TECRÜBE, ERKEN TEŞHİS

* Erken tanı konulmasının ve dünyadan farklı şekilde hidroksiklorokin'in ayaktan hastalarda bile yaygın bir şekilde kullanımının hastaneye yatışı azalttı. Özellikle favipiravir'i Çin daha çok entübe olan hastalar için kullanırken bizim erken dönemde kullanmamızın faydalı olduğu görülüyor. Onun da özellikle yoğun bakıma geçişi düşürdüğü çok net görülüyor. Tabi burada en önemlisi yoğun bakım pratiğinin tecrübeli olması.

TEDAVİ BASAMAĞIMIZ ÇOK İYİ

* En büyük şanslarımızdan birisi koronavirüsün ülkemize geç gelmesi. Yeteri kadar ilaç stokları yapıldı. Bu elimizi güçlendiren en önemli etken oldu. Türkiye'nin sağlık yatırımları tüm bu süreçte elimizi güçlendiren en önemli unsur oldu. Virüs kapmış hastalara erken ilaç verip, müdahale etmemiz yoğun bakıma giren hasta sayısını düşürüyor. Hastalığa yakalananlara bakılırsa, yoğun bakım, entübe ve kaybettiğimiz hasta sayısında önemli sayılabilecek bir azalma var. Bu da bizim iyi yolda olduğumuzu gösteriyor.

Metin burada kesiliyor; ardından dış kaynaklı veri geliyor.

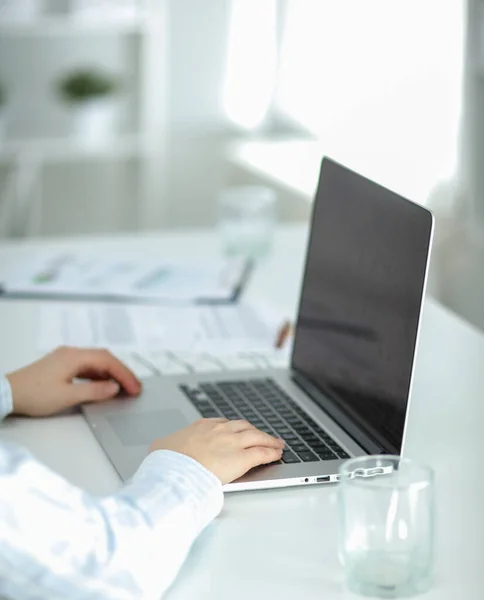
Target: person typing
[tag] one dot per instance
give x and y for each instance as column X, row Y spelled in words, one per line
column 57, row 541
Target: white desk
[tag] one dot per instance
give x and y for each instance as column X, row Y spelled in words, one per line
column 282, row 544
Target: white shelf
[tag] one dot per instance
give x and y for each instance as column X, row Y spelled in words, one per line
column 65, row 25
column 70, row 149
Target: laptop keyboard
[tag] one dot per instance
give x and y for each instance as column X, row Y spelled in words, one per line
column 163, row 362
column 264, row 404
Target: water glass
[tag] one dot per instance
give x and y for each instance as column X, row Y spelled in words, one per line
column 386, row 508
column 246, row 220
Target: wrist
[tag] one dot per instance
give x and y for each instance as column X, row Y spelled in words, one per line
column 17, row 400
column 6, row 402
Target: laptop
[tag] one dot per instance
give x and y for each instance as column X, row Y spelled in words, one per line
column 346, row 392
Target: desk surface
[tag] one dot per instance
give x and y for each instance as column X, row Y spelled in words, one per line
column 282, row 543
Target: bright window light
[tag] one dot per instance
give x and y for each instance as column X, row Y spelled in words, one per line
column 251, row 62
column 378, row 82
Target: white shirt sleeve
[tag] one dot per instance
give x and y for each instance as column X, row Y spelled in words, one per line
column 58, row 542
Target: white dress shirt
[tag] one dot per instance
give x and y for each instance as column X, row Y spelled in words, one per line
column 58, row 542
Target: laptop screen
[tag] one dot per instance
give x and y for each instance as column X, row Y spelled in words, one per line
column 361, row 299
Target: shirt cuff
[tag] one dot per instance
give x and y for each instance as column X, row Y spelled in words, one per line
column 6, row 401
column 196, row 484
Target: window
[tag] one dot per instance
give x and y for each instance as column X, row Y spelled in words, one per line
column 377, row 81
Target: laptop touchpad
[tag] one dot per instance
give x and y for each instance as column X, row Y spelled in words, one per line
column 143, row 428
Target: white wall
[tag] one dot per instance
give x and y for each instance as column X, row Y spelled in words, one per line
column 95, row 196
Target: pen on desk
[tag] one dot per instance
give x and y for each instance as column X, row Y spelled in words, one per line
column 282, row 335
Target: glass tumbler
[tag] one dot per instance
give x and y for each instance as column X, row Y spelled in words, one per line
column 386, row 506
column 246, row 220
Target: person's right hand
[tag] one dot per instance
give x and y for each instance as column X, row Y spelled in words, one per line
column 226, row 448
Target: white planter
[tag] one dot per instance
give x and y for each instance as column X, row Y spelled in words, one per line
column 96, row 122
column 98, row 8
column 20, row 10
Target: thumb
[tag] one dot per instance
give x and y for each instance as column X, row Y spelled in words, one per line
column 93, row 391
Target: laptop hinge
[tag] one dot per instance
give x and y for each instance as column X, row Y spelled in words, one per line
column 355, row 430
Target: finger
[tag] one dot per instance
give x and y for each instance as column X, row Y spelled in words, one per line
column 253, row 457
column 107, row 365
column 92, row 391
column 240, row 425
column 254, row 437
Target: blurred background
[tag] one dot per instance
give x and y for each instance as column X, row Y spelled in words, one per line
column 128, row 115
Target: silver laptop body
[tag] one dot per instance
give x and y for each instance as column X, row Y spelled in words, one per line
column 353, row 358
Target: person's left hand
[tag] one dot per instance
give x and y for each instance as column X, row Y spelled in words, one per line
column 47, row 386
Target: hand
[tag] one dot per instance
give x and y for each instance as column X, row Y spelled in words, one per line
column 226, row 448
column 47, row 387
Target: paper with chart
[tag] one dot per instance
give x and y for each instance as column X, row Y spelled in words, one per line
column 89, row 276
column 131, row 327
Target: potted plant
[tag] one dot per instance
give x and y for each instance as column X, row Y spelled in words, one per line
column 92, row 97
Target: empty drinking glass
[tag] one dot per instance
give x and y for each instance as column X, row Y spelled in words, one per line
column 246, row 220
column 387, row 526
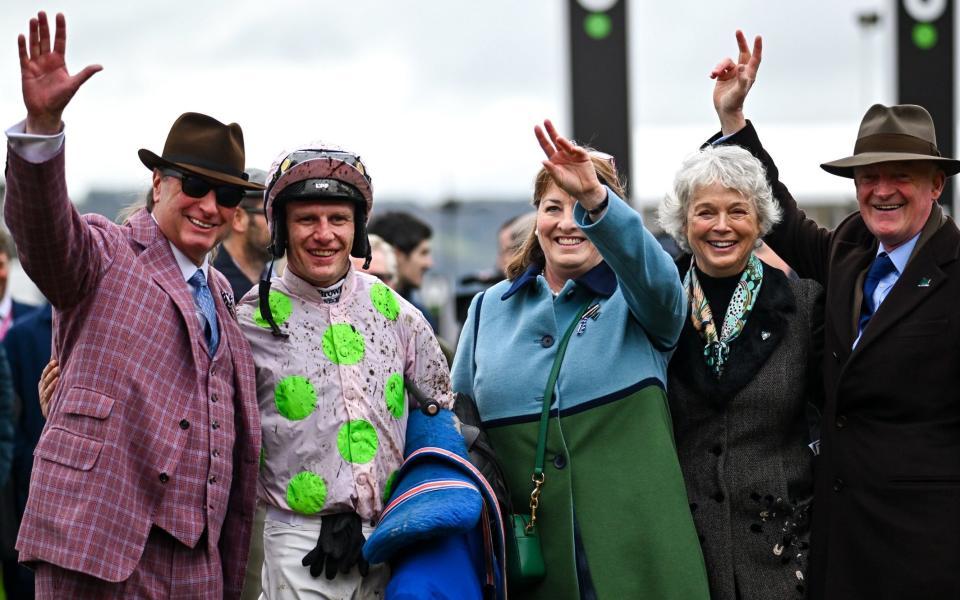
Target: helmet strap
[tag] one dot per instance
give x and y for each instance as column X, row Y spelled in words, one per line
column 264, row 293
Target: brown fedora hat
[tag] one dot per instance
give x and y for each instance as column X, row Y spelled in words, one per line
column 892, row 133
column 203, row 146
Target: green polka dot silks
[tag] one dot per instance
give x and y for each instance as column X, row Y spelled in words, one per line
column 384, row 301
column 393, row 394
column 388, row 487
column 306, row 493
column 357, row 441
column 295, row 397
column 343, row 344
column 280, row 306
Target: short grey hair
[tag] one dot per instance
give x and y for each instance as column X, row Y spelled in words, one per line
column 732, row 167
column 378, row 244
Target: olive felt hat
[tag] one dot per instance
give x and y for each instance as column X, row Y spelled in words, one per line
column 893, row 133
column 203, row 146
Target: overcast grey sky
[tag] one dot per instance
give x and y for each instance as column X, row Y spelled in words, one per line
column 440, row 96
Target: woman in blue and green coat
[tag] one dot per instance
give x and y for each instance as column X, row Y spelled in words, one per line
column 613, row 517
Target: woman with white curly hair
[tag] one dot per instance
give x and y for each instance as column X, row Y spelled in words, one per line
column 741, row 379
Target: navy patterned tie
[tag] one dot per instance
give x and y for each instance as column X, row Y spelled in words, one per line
column 204, row 301
column 881, row 267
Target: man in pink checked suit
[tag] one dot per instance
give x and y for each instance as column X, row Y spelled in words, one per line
column 143, row 484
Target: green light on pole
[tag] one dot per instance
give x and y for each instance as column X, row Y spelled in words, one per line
column 924, row 35
column 597, row 25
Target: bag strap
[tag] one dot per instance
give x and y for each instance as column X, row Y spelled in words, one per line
column 538, row 476
column 548, row 391
column 476, row 328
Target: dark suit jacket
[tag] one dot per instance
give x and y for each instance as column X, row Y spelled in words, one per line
column 887, row 504
column 128, row 338
column 28, row 350
column 746, row 436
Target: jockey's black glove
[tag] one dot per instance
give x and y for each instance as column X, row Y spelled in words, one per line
column 339, row 546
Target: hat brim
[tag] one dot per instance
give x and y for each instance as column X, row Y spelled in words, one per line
column 844, row 166
column 152, row 161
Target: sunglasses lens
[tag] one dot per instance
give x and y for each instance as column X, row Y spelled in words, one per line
column 229, row 196
column 194, row 186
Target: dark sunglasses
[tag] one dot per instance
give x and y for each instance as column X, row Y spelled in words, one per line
column 228, row 196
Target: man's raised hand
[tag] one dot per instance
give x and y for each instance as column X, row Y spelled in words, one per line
column 47, row 86
column 734, row 80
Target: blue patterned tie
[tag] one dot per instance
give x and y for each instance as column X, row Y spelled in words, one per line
column 204, row 301
column 881, row 267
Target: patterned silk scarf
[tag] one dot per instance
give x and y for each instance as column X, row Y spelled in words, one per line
column 744, row 295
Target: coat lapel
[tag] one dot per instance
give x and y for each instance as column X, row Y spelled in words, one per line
column 158, row 260
column 921, row 277
column 852, row 261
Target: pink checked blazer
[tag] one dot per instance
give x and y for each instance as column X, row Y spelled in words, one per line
column 128, row 337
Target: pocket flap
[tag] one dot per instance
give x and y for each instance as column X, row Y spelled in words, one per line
column 81, row 401
column 69, row 449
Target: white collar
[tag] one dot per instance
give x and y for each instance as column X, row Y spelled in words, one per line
column 6, row 304
column 901, row 254
column 187, row 268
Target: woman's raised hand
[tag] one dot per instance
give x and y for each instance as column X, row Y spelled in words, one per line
column 570, row 166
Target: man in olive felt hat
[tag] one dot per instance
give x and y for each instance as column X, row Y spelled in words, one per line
column 887, row 498
column 144, row 478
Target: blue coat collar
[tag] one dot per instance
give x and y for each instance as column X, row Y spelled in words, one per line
column 601, row 280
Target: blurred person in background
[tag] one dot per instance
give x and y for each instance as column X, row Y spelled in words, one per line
column 613, row 518
column 8, row 521
column 742, row 379
column 383, row 261
column 28, row 349
column 510, row 237
column 410, row 238
column 244, row 254
column 10, row 309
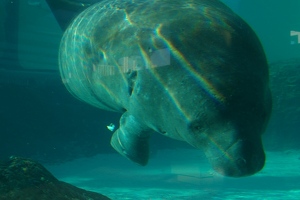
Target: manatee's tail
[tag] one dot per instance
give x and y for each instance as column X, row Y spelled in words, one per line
column 132, row 140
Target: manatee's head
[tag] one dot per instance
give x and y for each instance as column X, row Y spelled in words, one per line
column 229, row 132
column 225, row 115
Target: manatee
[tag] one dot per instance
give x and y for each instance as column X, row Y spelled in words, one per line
column 190, row 70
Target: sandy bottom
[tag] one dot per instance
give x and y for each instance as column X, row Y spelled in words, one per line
column 181, row 174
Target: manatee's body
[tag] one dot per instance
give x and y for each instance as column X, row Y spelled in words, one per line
column 191, row 70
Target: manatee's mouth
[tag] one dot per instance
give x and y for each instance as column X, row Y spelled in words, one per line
column 242, row 158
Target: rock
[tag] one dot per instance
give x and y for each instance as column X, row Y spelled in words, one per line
column 25, row 179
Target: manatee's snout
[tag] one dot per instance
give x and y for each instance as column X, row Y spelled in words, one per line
column 243, row 158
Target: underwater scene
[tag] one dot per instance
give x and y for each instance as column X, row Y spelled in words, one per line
column 149, row 99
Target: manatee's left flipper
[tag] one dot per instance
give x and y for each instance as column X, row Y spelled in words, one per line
column 132, row 139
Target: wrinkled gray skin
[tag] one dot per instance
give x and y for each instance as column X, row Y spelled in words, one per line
column 190, row 70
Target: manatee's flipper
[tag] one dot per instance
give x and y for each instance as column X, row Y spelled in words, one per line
column 132, row 139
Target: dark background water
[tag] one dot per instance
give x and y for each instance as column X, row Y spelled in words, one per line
column 41, row 120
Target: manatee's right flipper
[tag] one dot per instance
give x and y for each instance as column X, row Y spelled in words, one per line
column 132, row 139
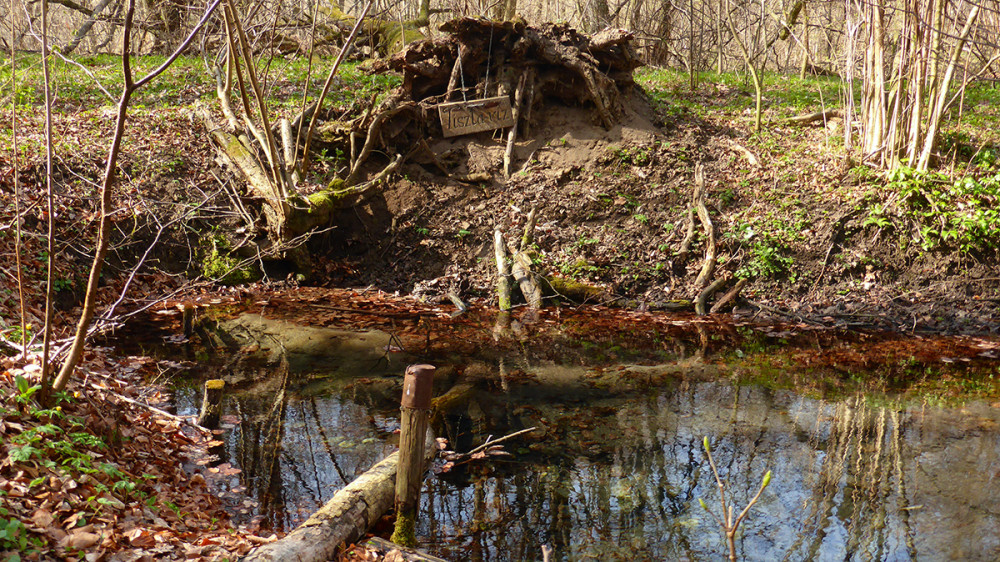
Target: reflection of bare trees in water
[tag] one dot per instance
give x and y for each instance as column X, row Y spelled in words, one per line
column 259, row 449
column 859, row 485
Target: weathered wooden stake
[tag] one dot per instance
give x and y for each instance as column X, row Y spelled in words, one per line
column 418, row 386
column 211, row 404
column 503, row 271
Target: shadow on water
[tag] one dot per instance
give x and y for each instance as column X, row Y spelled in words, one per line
column 616, row 468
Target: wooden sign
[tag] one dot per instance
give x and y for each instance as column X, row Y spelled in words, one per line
column 465, row 117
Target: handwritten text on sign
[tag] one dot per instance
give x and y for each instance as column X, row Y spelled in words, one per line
column 464, row 117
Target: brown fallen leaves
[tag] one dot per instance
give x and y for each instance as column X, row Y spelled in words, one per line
column 97, row 477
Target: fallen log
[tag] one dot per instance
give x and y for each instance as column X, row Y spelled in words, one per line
column 808, row 118
column 727, row 298
column 345, row 518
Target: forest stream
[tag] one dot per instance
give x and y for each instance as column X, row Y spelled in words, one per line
column 874, row 440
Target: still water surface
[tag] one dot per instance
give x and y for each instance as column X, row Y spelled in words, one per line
column 616, row 469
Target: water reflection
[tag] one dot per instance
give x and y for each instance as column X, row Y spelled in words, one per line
column 852, row 481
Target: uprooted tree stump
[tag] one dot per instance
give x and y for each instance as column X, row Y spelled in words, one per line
column 477, row 59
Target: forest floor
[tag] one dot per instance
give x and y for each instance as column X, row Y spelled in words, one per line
column 820, row 238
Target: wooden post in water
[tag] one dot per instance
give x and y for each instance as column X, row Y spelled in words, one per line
column 211, row 404
column 418, row 386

* Dünyadaki ölüm oranları ile Türkiye'deki ölüm oranları arasında önemli bir fark var. Erken teşhis ve tedavideki başarı çok önemli. Yoğun bakıma girenlerin ve solunum cihazına bağlananların vefat oranları her geçen gün düşüyor.

'BU HAFTA HASTA SAYIMIZ AZALDI'

Sağlık Bilimleri Üniversitesi Sultangazi Haseki Eğitim ve Araştırma Hastanesi Başhekimi Doç. Dr. Mehmet Mesut Sönmez "Çok şükür ki 2 haftadır bu tempo azaldı ancak bu tehlikenin geçtiği anlamına gelmiyor" dedi. Hastanenin Yoğun Bakım Kliniği Eğitim Sorumlusu Dr. Öznur Şen de "Şu ana kadar yoğun bakım servisinde Kovid-19 tanısı konan 200 hastayı takip ettik. Bunların yarısına yakınını kaybetsek de 76 hastamızı iyileştirip evlerine gönderdik. Bu hafta hasta sayımızda azalma meydana geldi" diye konuştu.